Federal GSA Opts For Building Exchange P3s

DALLAS — The federal General Services Administration plans to swap FBI headquarters in Washington and other old office buildings on valuable land for modern, more efficient facilities through public-private partnerships, the agency’s administrator said Tuesday at a congressional hearing.

GSA’s Dan Tangherlini said taxpayers would benefit from the proposed exchange of the 40-year old J. Edgar Hoover Building for a new FBI headquarters and finding private partners to redevelop a complex of obsolete federal facilities south of the National Mall.

“We’ll leverage old buildings for new ones,” Tangherlini said at  the hearing, which was held by the House Transportation and Infrastructure Committee’s economic development, public buildings and emergency management subcommittee.

The GSA, last December, issued separate requests for information to developers interested in the FBI building swap and the proposed P3 redevelopment of the 35-acre Federal Triangle South office complex in southwest Washington near L’Enfant Plaza.

There were 38 responses to the FBI project.
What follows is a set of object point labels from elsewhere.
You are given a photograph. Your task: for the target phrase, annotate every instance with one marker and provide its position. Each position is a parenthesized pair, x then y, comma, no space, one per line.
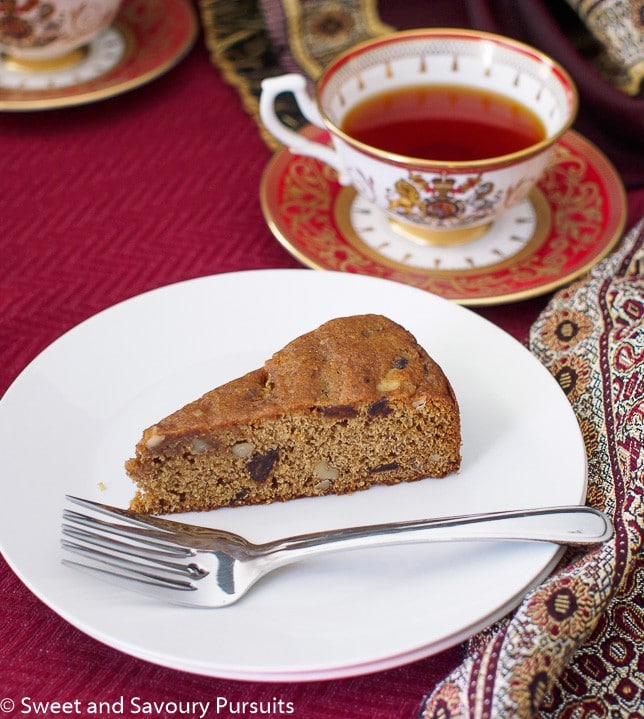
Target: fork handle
(574,525)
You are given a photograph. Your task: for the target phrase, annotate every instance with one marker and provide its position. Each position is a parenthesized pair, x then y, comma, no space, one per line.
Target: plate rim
(69,96)
(421,650)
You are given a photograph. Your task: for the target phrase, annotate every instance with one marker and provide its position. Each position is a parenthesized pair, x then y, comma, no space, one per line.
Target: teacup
(439,180)
(46,34)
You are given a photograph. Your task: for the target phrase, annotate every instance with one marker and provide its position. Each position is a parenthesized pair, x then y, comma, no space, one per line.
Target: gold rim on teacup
(431,201)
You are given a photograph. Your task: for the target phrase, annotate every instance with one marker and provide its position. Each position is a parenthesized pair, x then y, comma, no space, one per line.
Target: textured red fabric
(98,204)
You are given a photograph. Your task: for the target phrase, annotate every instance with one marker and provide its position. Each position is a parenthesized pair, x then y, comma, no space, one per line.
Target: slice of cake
(354,403)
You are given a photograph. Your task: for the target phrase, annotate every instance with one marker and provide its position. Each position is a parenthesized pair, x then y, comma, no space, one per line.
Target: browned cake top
(347,361)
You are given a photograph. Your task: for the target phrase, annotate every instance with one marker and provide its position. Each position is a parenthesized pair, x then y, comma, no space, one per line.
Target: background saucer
(146,40)
(571,220)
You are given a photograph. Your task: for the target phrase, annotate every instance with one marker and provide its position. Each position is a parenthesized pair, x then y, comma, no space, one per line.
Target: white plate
(73,416)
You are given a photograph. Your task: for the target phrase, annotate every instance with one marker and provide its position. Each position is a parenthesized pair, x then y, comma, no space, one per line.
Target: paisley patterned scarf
(575,646)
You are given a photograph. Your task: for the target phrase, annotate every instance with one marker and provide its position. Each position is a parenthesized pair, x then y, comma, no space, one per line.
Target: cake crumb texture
(354,403)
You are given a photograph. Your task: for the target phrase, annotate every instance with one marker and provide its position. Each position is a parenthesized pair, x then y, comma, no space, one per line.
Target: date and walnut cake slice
(354,403)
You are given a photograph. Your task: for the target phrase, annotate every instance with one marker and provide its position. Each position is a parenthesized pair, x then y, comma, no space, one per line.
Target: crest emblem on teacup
(442,198)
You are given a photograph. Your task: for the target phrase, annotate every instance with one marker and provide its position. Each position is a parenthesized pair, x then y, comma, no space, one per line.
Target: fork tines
(128,550)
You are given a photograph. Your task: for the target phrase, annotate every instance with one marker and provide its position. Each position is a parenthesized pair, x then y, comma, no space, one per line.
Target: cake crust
(354,403)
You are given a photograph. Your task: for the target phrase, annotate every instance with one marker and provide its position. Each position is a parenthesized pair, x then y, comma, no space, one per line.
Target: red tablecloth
(98,204)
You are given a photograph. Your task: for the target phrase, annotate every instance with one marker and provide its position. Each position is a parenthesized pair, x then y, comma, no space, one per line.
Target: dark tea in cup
(441,130)
(444,122)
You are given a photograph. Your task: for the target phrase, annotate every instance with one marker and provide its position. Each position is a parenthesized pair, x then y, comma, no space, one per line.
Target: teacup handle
(297,143)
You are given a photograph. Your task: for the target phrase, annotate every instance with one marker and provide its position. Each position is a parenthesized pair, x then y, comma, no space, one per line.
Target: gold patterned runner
(249,40)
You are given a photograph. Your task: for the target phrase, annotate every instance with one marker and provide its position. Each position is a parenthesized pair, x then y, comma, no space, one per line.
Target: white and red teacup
(441,129)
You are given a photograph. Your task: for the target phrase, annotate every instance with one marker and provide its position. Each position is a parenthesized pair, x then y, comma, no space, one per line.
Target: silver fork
(187,564)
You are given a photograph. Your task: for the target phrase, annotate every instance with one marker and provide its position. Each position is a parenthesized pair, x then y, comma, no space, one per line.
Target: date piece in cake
(354,403)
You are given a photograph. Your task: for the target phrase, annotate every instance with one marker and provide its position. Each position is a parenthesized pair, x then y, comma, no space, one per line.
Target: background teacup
(39,34)
(449,191)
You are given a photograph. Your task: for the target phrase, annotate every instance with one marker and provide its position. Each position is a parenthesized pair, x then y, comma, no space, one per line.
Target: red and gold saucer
(570,221)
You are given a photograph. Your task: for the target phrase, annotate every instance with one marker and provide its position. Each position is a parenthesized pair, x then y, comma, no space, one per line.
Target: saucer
(145,40)
(570,221)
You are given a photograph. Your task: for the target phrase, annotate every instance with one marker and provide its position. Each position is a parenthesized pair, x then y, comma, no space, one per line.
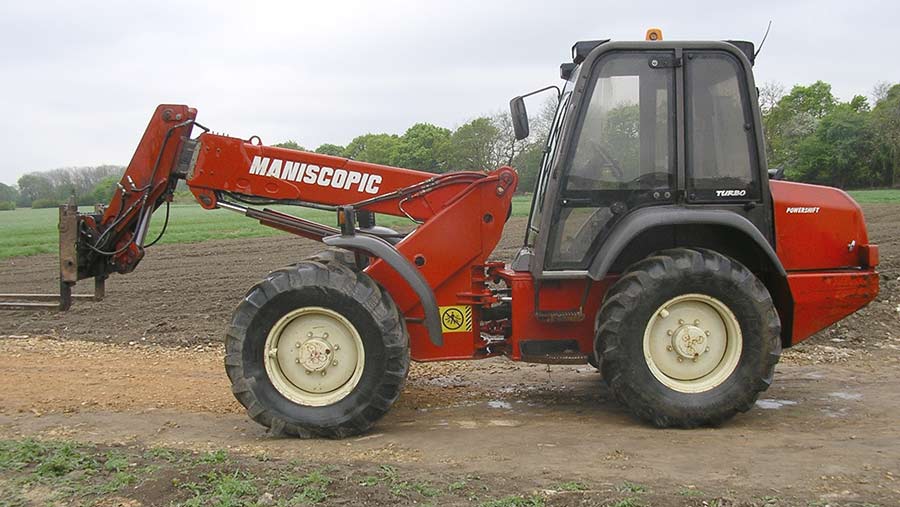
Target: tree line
(813,136)
(818,139)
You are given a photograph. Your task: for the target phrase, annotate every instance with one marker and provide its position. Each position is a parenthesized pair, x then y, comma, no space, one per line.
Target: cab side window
(721,154)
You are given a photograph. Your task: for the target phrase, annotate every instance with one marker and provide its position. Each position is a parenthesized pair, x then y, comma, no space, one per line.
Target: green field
(882,195)
(29,232)
(33,231)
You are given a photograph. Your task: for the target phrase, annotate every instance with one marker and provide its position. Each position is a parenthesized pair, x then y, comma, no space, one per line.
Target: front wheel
(688,337)
(316,349)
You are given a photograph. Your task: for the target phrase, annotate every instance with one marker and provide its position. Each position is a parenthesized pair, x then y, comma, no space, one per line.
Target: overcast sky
(79,80)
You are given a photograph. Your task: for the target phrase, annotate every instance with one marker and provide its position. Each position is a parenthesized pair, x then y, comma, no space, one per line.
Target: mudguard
(643,219)
(380,248)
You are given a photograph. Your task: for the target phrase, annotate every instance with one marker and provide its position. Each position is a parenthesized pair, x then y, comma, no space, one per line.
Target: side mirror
(519,117)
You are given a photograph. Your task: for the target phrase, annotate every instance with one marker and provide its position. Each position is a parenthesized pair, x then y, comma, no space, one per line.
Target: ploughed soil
(144,369)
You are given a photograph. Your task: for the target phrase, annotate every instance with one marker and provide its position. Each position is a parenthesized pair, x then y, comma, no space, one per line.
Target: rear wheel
(688,338)
(317,350)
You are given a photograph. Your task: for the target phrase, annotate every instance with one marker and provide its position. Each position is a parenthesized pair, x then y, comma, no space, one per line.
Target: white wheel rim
(314,356)
(692,343)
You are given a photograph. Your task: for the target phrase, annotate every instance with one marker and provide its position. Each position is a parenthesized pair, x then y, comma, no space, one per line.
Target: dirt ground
(145,368)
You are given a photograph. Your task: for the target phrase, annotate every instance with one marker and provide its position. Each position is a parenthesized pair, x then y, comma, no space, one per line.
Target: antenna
(765,36)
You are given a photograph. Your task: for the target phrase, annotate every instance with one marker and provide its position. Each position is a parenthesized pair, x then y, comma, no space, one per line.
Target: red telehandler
(659,248)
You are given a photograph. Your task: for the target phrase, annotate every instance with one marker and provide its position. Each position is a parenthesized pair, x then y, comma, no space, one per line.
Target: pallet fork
(68,272)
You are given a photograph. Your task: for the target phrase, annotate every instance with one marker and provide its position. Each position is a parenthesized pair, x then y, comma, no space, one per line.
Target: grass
(877,196)
(38,472)
(28,231)
(33,231)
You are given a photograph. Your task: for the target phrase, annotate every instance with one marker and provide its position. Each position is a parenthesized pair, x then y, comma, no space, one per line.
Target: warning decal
(456,319)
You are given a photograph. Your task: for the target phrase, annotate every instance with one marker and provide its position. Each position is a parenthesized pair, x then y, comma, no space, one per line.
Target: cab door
(722,161)
(622,155)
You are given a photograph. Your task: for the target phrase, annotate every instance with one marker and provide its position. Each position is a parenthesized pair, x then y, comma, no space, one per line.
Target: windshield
(537,201)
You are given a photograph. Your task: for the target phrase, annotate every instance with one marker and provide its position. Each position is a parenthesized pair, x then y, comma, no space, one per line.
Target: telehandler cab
(657,249)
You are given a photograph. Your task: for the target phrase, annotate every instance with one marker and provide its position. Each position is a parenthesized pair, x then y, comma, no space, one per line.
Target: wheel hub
(689,342)
(693,343)
(315,354)
(314,357)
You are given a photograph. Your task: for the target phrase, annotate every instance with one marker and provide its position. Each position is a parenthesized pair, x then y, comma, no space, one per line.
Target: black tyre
(317,350)
(687,338)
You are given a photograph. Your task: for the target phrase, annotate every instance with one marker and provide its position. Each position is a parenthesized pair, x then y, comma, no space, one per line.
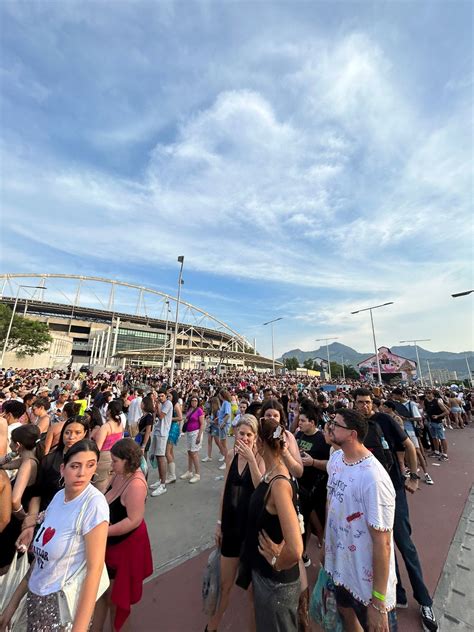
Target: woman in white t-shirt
(59,551)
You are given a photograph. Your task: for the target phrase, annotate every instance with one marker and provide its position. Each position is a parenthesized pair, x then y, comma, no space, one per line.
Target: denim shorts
(437,430)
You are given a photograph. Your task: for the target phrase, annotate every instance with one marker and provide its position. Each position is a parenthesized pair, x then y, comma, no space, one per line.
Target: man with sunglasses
(359,552)
(398,441)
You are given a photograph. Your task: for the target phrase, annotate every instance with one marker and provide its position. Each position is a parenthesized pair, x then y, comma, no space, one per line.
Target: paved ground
(181,525)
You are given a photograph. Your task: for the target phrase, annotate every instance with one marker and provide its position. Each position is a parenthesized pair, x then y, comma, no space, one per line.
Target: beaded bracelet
(378,609)
(378,596)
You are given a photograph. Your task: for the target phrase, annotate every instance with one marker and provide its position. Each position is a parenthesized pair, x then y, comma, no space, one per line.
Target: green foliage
(27,337)
(291,364)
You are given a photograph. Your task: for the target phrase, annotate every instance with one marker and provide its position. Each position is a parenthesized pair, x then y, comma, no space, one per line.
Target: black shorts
(231,545)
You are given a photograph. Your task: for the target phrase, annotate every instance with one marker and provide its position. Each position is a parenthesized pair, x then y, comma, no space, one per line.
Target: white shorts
(191,444)
(158,445)
(413,437)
A proposal was issued Nov. 15 by GSA seeking developers to swap or sell land in the District or its suburbs in exchange for the right to raze the Hoover building and develop the site.
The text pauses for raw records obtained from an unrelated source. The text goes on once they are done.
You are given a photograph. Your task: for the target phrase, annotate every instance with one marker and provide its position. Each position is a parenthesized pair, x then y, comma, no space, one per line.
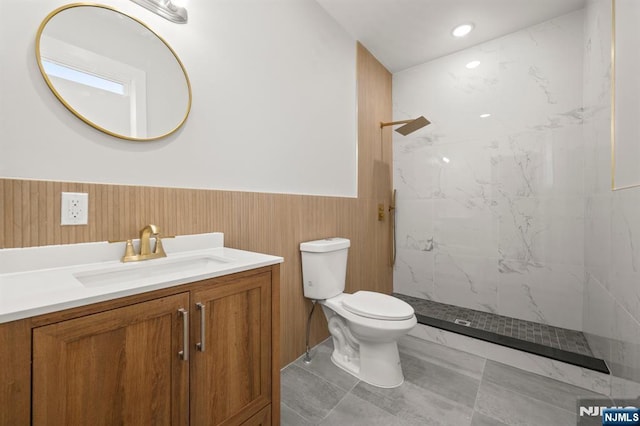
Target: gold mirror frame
(613,105)
(77,113)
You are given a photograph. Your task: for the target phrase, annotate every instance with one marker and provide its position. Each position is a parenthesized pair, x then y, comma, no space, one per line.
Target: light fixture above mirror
(165,8)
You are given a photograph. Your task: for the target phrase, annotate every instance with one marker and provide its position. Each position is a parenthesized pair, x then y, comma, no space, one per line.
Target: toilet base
(378,364)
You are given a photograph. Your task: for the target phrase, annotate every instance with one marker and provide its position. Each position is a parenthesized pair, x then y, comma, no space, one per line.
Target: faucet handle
(129,253)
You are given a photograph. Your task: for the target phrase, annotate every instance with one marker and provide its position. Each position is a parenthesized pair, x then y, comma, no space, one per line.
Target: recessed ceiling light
(462,30)
(473,64)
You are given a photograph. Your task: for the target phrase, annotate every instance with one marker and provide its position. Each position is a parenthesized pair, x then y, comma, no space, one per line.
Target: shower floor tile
(554,342)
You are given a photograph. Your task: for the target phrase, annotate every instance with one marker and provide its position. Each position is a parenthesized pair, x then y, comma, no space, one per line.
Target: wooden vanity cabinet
(231,366)
(123,361)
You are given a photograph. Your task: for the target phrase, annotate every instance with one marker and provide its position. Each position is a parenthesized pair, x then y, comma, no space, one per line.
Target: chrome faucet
(145,246)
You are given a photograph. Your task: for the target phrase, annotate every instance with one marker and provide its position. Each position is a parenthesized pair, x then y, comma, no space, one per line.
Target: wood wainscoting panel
(263,222)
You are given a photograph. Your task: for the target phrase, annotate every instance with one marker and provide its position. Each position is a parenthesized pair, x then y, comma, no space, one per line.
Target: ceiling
(404,33)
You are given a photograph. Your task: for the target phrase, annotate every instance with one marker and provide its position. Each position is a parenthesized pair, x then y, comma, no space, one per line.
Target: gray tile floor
(555,337)
(443,386)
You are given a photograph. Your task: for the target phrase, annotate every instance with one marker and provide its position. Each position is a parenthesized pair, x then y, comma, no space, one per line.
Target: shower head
(410,126)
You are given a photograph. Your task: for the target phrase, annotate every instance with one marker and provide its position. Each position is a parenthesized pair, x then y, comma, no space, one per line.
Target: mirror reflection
(113,72)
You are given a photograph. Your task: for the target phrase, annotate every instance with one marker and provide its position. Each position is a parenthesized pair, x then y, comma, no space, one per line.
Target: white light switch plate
(74,208)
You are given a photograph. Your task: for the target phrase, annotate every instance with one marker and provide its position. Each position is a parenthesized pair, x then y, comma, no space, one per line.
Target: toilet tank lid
(378,306)
(325,245)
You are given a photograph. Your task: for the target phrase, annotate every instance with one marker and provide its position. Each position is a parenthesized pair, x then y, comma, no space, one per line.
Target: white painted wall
(274,105)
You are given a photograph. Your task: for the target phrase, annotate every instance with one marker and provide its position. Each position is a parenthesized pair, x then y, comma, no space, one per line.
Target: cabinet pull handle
(201,307)
(184,353)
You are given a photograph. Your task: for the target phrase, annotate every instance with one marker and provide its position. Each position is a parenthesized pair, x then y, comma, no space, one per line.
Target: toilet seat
(379,306)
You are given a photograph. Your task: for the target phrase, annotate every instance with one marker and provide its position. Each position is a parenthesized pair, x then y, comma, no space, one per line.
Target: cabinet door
(263,418)
(231,377)
(118,367)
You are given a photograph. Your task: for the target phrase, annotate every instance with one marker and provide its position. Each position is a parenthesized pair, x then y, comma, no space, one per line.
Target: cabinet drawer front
(115,367)
(231,378)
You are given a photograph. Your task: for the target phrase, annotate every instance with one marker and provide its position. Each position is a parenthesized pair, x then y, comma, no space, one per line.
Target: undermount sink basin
(132,272)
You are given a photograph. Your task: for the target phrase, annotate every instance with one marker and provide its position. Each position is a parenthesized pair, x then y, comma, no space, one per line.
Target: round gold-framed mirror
(113,72)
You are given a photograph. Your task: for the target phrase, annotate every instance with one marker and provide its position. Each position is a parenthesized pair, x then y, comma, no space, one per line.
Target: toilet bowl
(365,326)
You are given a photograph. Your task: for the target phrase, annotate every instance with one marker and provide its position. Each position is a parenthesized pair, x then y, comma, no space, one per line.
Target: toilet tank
(324,267)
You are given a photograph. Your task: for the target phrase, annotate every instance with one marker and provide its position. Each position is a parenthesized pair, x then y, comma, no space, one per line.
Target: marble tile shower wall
(490,211)
(611,314)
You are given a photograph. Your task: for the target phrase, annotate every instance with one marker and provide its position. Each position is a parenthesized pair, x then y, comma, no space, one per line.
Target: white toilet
(365,326)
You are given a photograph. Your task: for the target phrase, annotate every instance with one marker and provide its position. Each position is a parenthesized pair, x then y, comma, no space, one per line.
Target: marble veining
(499,201)
(611,313)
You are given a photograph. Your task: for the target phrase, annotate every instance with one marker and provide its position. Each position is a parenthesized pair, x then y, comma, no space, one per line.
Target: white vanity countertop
(39,280)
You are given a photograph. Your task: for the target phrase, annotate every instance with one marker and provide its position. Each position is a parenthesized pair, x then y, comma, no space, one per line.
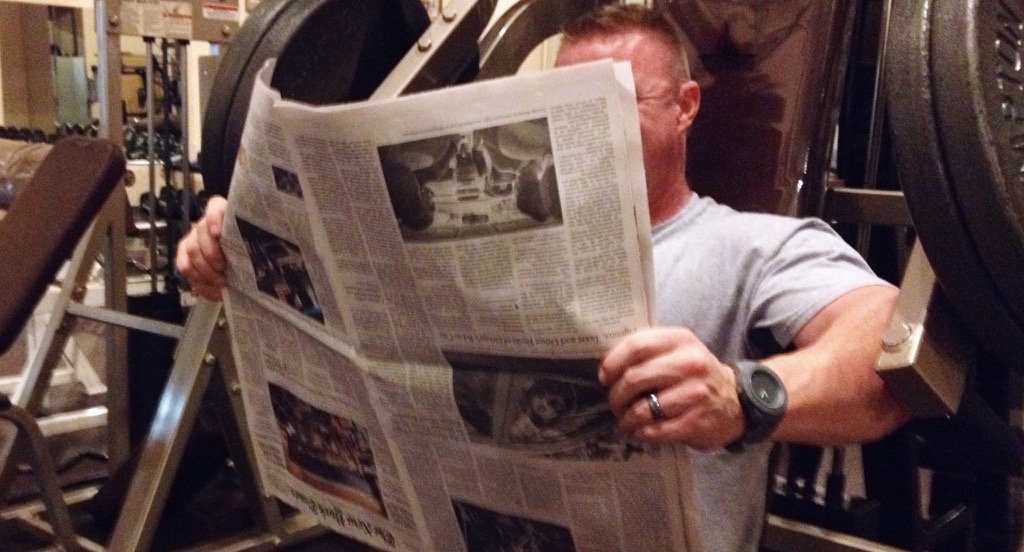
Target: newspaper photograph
(419,298)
“GSA seeks to identify sites that would be acceptable to include in a future competitive procurement that will provide the best deal for taxpayers,” the request said.
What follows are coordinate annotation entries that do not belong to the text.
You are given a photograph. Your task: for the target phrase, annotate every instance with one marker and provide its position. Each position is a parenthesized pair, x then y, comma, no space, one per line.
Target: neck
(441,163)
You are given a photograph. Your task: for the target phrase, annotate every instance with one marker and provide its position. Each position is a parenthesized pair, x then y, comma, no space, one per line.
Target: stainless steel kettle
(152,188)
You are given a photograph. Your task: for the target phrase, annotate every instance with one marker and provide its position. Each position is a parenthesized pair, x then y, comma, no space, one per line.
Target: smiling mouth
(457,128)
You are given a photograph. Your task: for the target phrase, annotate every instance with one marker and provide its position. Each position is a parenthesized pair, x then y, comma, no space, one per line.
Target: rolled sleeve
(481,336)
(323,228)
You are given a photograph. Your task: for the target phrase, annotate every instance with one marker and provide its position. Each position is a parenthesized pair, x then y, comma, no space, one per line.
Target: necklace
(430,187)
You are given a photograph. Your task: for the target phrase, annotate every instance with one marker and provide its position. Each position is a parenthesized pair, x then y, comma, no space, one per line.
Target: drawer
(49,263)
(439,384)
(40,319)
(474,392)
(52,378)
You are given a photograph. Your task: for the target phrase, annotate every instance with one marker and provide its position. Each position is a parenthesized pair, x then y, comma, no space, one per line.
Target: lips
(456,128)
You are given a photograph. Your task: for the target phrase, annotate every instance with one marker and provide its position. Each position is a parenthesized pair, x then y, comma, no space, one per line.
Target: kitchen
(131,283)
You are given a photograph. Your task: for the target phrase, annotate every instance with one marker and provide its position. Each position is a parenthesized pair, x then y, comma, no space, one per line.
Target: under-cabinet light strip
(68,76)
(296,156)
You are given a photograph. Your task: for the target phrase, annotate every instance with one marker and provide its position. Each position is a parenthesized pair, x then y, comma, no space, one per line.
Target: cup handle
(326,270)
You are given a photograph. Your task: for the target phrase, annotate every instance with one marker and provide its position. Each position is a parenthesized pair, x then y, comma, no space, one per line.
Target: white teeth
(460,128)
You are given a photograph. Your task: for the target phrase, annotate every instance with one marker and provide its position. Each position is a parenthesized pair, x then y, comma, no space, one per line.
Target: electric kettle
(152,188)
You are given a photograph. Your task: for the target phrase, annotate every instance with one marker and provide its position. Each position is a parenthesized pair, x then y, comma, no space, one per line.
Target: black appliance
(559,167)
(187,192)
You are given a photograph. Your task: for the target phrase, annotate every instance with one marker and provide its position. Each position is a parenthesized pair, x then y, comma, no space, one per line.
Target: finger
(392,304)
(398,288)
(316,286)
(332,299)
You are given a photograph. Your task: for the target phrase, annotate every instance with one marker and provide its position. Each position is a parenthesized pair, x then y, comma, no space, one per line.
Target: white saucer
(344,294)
The Hoover Building is crowded and outmoded, Tangherlini said. It is too small to accommodate the FBI’s 36,000 employees and is energy inefficient and costly to maintain, he said.

Subcommittee chairman Rep. Lou Barletta, R-Pa. told Tangherlini he is concerned that GSA will use the P3 swaps to build new facilities without going through the appropriations process or other congressional oversight.

The exchange authority came through legislation, Tangherlini said. It has been used dozens of times, he said, most recently last year when GSA swapped some land at Brooke Army Medical Center in San Antonio for the construction of a parking garage.

“We won’t do anything secretly or behind closed doors,” Tangherlini said. “We will do these through public requests for information and for proposals.”

Ten responses were received for the Federal Triangle South information request, Tangherlini said.

Requests for proposals from private partners for the Federal Triangle South redevelopment project will be issued by late January.

The Federal Triangle South project will transform a sterile, single-use enclave of office buildings with a mixed-use neighborhood of residences and retail that connects the National Mall with the new Southwest Waterfront development, Tangherlini said.

Federal budget constraints have hampered GSA in its effort to acquire modern facilities and maintain existing buildings, he said, and P3s are one solution.

GSA is also considering public-private partnerships to redevelop under-used federal buildings in Los Angeles and Miami, Tangherlini said.

The Federal Triangle South project is attractive to private investors, said David Winstead, a lawyer at Ballard Spahr LLP who was representing the Public Development and Infrastructure Council of the Urban Land Institute.

“There’s a lot of investor enthusiasm about Federal Triangle South,” he said. “This is a viable project. It is doable.”

The complex south of the National Mall includes offices of the Department of Energy, Federal Aviation Administration, and GSA. One building in the complex, the Cotton Annex, has been vacant for at least six years.

The Federal Triangle South project could be a template for federal P3 efforts across the country, Barletta said.

“If done correctly, redevelopment of this area, leveraging private investment, could benefit the federal taxpayer, the tenant agencies, as well as the local community,” he said.